Die Beleidigten

Der Kopf ist rund, heißt es, damit das Denken die Richtung ändern kann. Leider ist mein Kopf eine Kugel, sodass meine Gedanken gleichzeitig in alle möglichen Richtungen schweben. Ich bin, so muss ich einräumen, unentschlossen. Meine Mutter war CDU-Wählerin, mein Vater eine Art Kommunist, darauf führe ich diese Unentschlossenheit zurück. Irgendwo zwischen „jeder für sich“ und „alle für mich“ hängt mein Denken in der Luft.

Zeitungen haben gerne eindeutige Meinungsartikel, Bücher sollten sich in einem Satz zusammenfassen lassen, und mein Einwand, warum ich denn ein Buch schreiben solle, wenn man es durch einen Satz ersetzen könne, wird von Marketingleuten mit einer Geste beantwortet, die Marketingleute im Studium an der Fachhochschule gelernt haben: Mit dieser Geste bedeuten sie Leuten, sie mögen gefälligst mal in der Wirklichkeit ankommen.
Aber auch im Privaten bin ich kein Meister der Entscheidungsfindung. Chatte ich mit unter 25-Jährigen, die sich bekanntermaßen hauptsächlich mit Smileys der Welt mitteilen, so kann ich mich nicht entscheiden, ob ich meine Zeilen ebenfalls mit Klammern und Semikola schmücke, oder doch lieber meine Antworten aussehen lasse, als redeten die jungen Leute mit ihrem Lateinlehrer.

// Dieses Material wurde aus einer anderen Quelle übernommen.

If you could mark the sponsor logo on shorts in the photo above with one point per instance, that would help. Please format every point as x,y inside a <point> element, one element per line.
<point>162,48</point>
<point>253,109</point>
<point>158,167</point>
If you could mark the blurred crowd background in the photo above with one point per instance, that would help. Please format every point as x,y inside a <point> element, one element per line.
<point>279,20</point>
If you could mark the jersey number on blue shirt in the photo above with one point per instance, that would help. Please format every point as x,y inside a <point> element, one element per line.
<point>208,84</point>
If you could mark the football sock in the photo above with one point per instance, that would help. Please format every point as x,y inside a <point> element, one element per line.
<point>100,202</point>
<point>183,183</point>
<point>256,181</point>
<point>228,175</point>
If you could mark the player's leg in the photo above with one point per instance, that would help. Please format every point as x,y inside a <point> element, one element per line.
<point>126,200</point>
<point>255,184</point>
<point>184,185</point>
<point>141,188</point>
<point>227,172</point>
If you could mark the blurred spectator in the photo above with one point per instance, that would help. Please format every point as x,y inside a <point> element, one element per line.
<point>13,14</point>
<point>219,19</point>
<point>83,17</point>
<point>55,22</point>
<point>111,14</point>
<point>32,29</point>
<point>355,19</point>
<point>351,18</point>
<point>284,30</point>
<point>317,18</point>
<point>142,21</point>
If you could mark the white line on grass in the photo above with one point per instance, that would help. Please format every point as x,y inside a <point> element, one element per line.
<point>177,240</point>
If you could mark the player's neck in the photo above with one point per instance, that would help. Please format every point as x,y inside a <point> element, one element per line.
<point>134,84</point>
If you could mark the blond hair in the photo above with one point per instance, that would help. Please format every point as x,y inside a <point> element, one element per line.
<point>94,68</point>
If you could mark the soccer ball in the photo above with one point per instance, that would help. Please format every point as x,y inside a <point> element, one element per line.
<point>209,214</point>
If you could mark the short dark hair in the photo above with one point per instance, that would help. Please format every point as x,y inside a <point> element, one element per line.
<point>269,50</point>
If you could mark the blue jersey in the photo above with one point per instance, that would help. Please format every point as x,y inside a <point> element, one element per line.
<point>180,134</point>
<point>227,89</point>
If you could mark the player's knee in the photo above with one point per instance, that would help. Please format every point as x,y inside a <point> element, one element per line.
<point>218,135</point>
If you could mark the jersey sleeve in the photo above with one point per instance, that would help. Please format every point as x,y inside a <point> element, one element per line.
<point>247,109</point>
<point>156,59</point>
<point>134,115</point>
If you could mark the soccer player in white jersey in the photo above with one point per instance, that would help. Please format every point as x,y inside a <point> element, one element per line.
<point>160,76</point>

Finde ich den „Tatort“ spießig und traurig deutsch oder gesellig und fröhlich regional? Schätze ich den Karneval als Gelegenheit, mich unbehelligt in die U-Bahn zu übergeben oder lehne ich ihn als martialische Gutelauneschlacht für Saisonallächler ab? Gesetze: alle einhalten oder nur die besten? Schule: strenge Lehrer oder kuschelige? Vermieter: auch nur Menschen oder eben gerade nicht?

Mir fehlt der klare Standpunkt, ich bin alles andere als eine Wand, gegen die es sich anzurennen lohnt. Und doch beleidige ich immer alle.

Beleidigtsein ist das neue Schwarz

In diesen wenigen Zeilen habe ich bereits CDU-Wähler („Wie kommen Sie darauf zu behaupten, der Kern des christdemokratischen Denkens sei „Jeder für sich“?), eine Art Kommunist („Klippschüler wie Sie sind es, die dem Kommunismus den Garaus machen, indem sie ihn böswillig fehldeuten als Ausnutzung der Fleißigen durch die Faulen“), unter 25-Jährige („Als frischgebackener Abiturient möchte ich Ihnen mitteilen, dass Sie, nur weil Sie im Chat von Knuddels.de Ihre Freizeit verbringen, kein abgeschlossenes Bild der Lebenswirklichkeit der Menschen unter 25 haben“) und Lateinlehrer („Ich unterrichte seit 37 Jahren Latein, wurde als Kind noch zum lateinischen Aufsatz geführt, was ja leider längst nicht mehr so praktiziert wird, und muss seit 37Jahren gegen das Vorurteil angehen, Lateinlehrer seien staubtrockene Erbsenzähler. Setzen sechs!“): beleidigt. Und natürlich Marketingleute und Fachhochschul-Rektoren, „Tatort“-Seher und -Verächter, Karnevalisten und Marschkapellenphobiker, Gesetzestreue und Anarchisten, Vermieter und solche, die es werden wollen.